弱くても生きられないわけじゃない

 彼女の弱さに触れたのは赤井だ。沖矢ではなく。
 だから暫くの間、沖矢はあくまで何も知らない同居人としてナマエに接していた。頼まれたわけではなく赤井が勝手にした配慮だったが。

「…うん、今日のベーコンは完璧ですね。火の通り具合も、油の量も。本当に沖矢さんは料理の上達が早いですね」

 いつものように彼女が朝食の批評をしたとき、沖矢はふと手を止めてしまった。その日のベーコンには塩を振りすぎて、作った本人ですら食べるのに苦労するほどだったからだ。だから思わず言ってしまったのだった。

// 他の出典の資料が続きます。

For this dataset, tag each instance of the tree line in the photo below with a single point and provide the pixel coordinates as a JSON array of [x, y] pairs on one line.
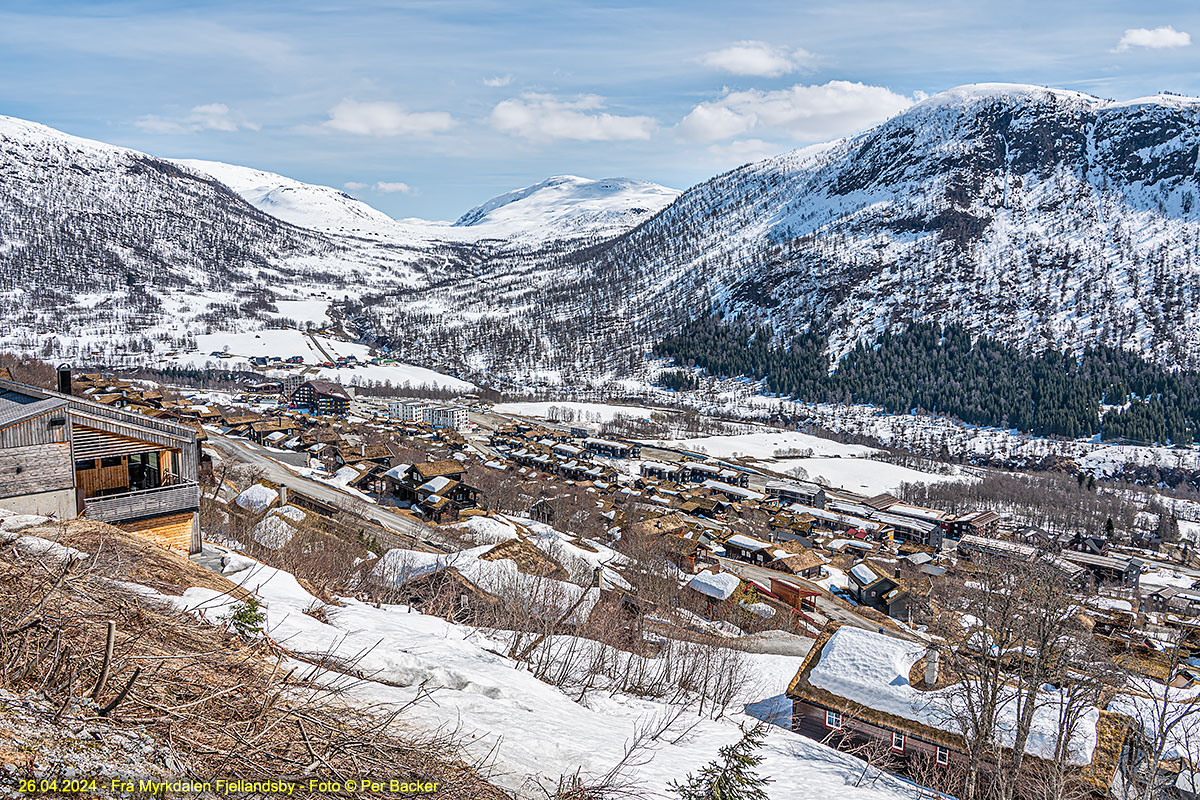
[[943, 370]]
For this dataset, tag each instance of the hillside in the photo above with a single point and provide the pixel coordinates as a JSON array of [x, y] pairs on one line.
[[1042, 217], [185, 692], [567, 205]]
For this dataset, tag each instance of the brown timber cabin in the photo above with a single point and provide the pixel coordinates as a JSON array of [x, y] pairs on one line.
[[65, 456]]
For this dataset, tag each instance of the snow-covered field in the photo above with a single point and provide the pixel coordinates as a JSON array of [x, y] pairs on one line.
[[529, 729], [863, 475], [766, 446], [315, 349], [580, 411], [832, 463], [930, 434]]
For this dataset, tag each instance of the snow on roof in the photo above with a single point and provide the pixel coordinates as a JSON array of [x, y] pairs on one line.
[[747, 542], [719, 585], [729, 488], [873, 669], [606, 443], [864, 573], [257, 498], [1110, 603], [839, 543], [397, 471], [435, 485]]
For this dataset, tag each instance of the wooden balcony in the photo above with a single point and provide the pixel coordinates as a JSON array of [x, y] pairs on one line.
[[144, 503]]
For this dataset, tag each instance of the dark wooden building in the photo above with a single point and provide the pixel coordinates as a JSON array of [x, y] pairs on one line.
[[322, 397], [65, 456]]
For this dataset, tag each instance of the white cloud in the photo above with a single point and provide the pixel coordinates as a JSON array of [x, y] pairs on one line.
[[385, 187], [1155, 38], [545, 116], [757, 59], [209, 116], [391, 187], [743, 151], [803, 112], [384, 119]]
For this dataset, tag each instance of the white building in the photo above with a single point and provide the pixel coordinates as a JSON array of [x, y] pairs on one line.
[[439, 415]]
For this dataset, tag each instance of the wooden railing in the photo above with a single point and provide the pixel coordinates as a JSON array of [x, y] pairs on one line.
[[144, 503]]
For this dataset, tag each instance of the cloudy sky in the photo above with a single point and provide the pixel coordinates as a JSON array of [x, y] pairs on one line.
[[427, 108]]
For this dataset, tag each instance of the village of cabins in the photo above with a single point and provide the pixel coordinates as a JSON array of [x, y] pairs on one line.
[[843, 570]]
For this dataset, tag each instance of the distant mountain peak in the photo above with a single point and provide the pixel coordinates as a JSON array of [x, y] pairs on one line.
[[569, 203]]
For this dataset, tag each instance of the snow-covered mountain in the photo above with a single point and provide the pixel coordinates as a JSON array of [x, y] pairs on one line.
[[107, 251], [307, 205], [561, 208], [569, 205], [1039, 216]]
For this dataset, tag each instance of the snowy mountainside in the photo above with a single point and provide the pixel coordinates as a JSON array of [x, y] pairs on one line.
[[564, 205], [559, 208], [108, 253], [307, 205], [1041, 217]]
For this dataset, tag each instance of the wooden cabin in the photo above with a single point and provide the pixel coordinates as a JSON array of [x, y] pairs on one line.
[[65, 456]]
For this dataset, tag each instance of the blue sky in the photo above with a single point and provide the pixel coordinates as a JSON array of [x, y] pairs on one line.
[[429, 108]]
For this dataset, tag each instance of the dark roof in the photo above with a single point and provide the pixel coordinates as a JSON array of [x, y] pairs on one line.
[[327, 388]]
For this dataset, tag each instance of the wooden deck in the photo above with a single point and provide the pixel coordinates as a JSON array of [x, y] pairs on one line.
[[143, 504]]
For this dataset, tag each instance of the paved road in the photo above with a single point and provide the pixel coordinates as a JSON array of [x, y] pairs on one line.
[[251, 453]]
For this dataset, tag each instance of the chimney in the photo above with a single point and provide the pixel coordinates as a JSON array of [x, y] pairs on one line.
[[64, 378], [931, 656]]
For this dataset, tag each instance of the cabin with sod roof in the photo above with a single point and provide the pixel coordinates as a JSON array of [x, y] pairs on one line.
[[869, 585], [858, 686]]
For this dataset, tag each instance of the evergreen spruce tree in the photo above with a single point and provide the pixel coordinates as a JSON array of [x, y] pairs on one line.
[[731, 775]]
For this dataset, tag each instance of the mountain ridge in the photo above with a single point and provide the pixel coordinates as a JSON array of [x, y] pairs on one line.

「……君は、味を感じないのに、いつも正確な批評をしてくれていたんですね」

 先日の一件があってから、工藤夫妻に連絡をして、事情は聞いた。だが聞いたのは飽くまで赤井だ。今の台詞は、何も知らない沖矢が言っていい台詞ではなかった。
 失敗したか、と思ったが、ナマエはとくに様子を変えなかった。

「全く感じないというわけじゃないんですが。…あ、もしかして塩ふりすぎたんですか?確かにちょっとざらざらするなぁとは思ったんですよね」

 事もなげに、彼女はそう言った。触感だけを頼りに、日常生活を営むふりを続けていたのだと知る。彼女の指摘は沖矢の知る限りいつも正確だった。牛乳の量、油の量、火にかけるタイミング、野菜の切り方、卵のとき方。味覚も嗅覚も殆ど麻痺していることなど悟らせないほど。

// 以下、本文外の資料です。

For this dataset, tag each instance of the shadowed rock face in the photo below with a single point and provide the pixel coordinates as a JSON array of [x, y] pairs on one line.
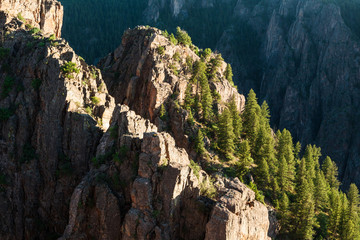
[[310, 76], [76, 166], [302, 56], [47, 15], [144, 79]]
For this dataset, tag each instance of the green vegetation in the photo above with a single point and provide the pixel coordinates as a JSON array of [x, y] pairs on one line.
[[35, 30], [160, 50], [28, 153], [4, 53], [36, 83], [5, 114], [95, 100], [20, 17], [195, 167], [7, 86], [163, 114], [68, 69], [183, 37]]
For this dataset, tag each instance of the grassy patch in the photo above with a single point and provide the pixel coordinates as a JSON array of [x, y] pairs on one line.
[[7, 86], [95, 100], [4, 53], [68, 69], [36, 83]]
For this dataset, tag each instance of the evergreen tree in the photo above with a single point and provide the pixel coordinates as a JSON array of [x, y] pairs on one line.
[[245, 159], [189, 99], [263, 174], [228, 74], [235, 115], [312, 155], [333, 227], [199, 142], [226, 134], [251, 121], [285, 214], [304, 204], [352, 225], [183, 37], [286, 153], [321, 191], [206, 98], [331, 172]]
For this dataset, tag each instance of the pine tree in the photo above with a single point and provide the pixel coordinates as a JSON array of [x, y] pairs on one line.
[[263, 174], [321, 191], [304, 204], [226, 134], [251, 121], [335, 207], [312, 155], [245, 154], [235, 115], [352, 225], [228, 74], [206, 98], [199, 142], [286, 153], [189, 99], [285, 214], [331, 172]]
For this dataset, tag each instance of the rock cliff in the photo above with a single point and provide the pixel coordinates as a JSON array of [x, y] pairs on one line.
[[74, 165], [302, 57], [47, 15]]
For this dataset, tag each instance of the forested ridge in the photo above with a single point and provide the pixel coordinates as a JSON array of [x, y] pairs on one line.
[[298, 181]]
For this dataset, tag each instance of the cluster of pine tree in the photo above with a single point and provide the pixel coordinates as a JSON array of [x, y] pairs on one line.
[[307, 197]]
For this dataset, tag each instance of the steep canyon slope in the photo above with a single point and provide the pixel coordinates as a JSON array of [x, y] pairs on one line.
[[78, 164], [302, 56]]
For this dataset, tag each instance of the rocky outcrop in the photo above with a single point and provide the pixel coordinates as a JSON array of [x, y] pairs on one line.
[[76, 166], [47, 136], [156, 194], [144, 78], [310, 73], [47, 15]]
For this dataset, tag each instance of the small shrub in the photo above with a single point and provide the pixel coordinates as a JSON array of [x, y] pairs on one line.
[[52, 37], [7, 86], [258, 194], [165, 33], [69, 68], [41, 44], [95, 100], [5, 114], [93, 73], [163, 114], [4, 53], [160, 50], [20, 17], [28, 153], [36, 83], [176, 56], [172, 39], [208, 189], [28, 26], [35, 30], [88, 110], [114, 132], [206, 53], [183, 37], [195, 167], [174, 69]]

「ベーコン、全部私がもらいますよ。私ならどっちでも…」
「塩分過多ですよ。一度洗ってパスタにでも入れることにしますから、残しておいてください」
「……分かりました。………あの、今まで、嘘をついていたわけじゃないんですよ?でも、…正確な批評もできないのに先生ぶってて、すみませんでした」
「謝ることではありませんから。むしろ、それなのにご教授いただけて有難いことです」
「それならよかったですけど」

 事もなげに彼女は会話をする。味覚が働いていないことを告白しながら。
 それはあまりに普通で、平常で、……いっそ痛々しかった。喚き散らしてどうなることでもないと知っているからこそ普通に振る舞っているにはちがいないのだろうが。

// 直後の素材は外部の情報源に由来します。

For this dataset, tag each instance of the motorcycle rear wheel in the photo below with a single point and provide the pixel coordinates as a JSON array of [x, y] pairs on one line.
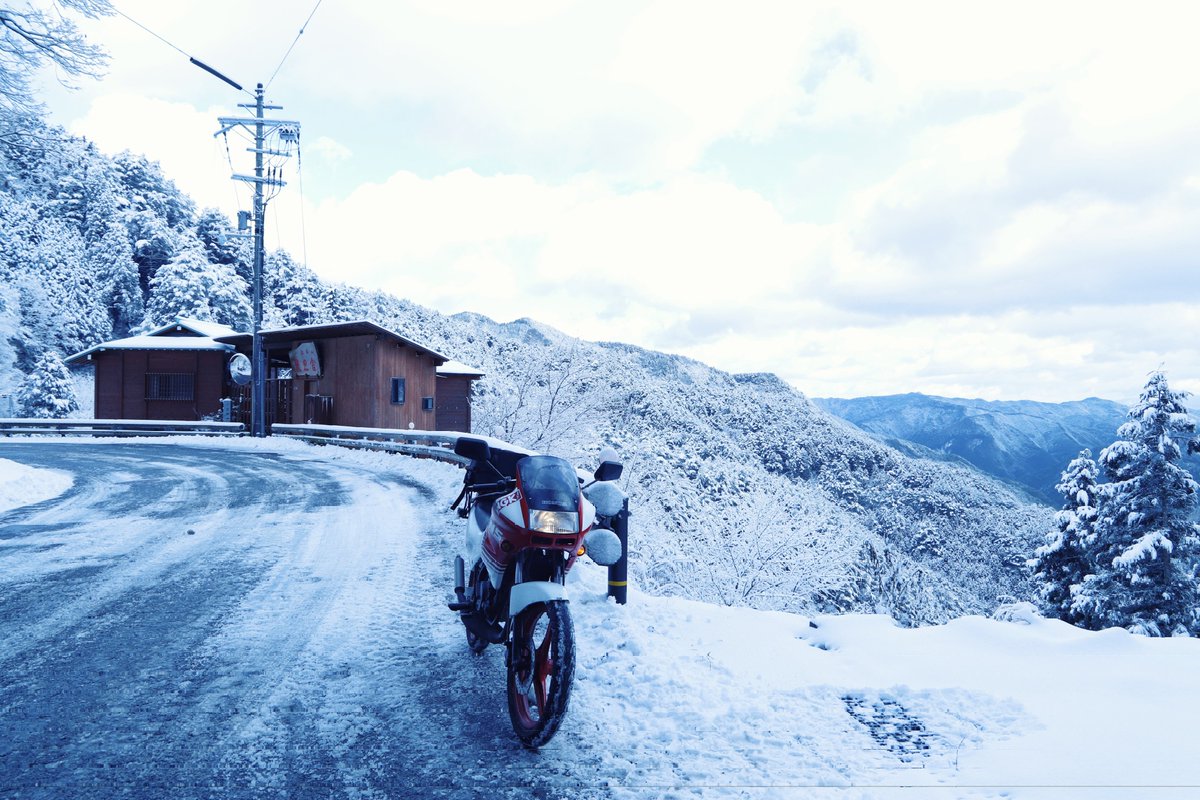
[[541, 666]]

 それにしても、物心ついた頃にはほとんど味覚がなかったと聞く。それなのにスクランブルエッグの完璧なつくり方やゆで野菜の塩加減を知っているのは一体なぜなのだろう。
 赤井と沖矢を区別することを諦めた昴が彼女に直接訪ねると、彼女は分からないくらい短い一瞬の間息を詰めてから、また事もなげに答えた。

「兄は正常でしたし、私に食べさせるものでも両親は気を遣って作ってくれましたから」

 なるほど経験で覚えていたらしい。…何が美味かを知覚できないのにどんなものが美味であるかは知っているなんて、虚しいと言えば虚しいのかもしれないが。

「いい親御さんとお兄さんだったんですね」
「…ええ。特に兄は口うるさくて。塩加減にもうるさかったし。食育はしっかりされていたから、舌が肥えてて」
「そうですか。………それなら、今日のスクランブルエッグはいかがですか」
「スクランブルエッグですか?…そうですね、」

 ナマエは不意に、片手の親指と人差し指で両頬を無理やり持ち上げる、不思議な仕草をした。一体何だ?

「卵のなめらかさが、とても私ごのみです」

 なるほど、笑顔を表現しているらしい。

「それは、光栄です」

 沖矢はにこりと綺麗に笑って見せた。…どうせこれも作った笑顔だ。指で持ち上げるか筋肉で持ち上げるかは大した問題じゃない。彼女なりの満面の笑みを見せてくれたということなのだから。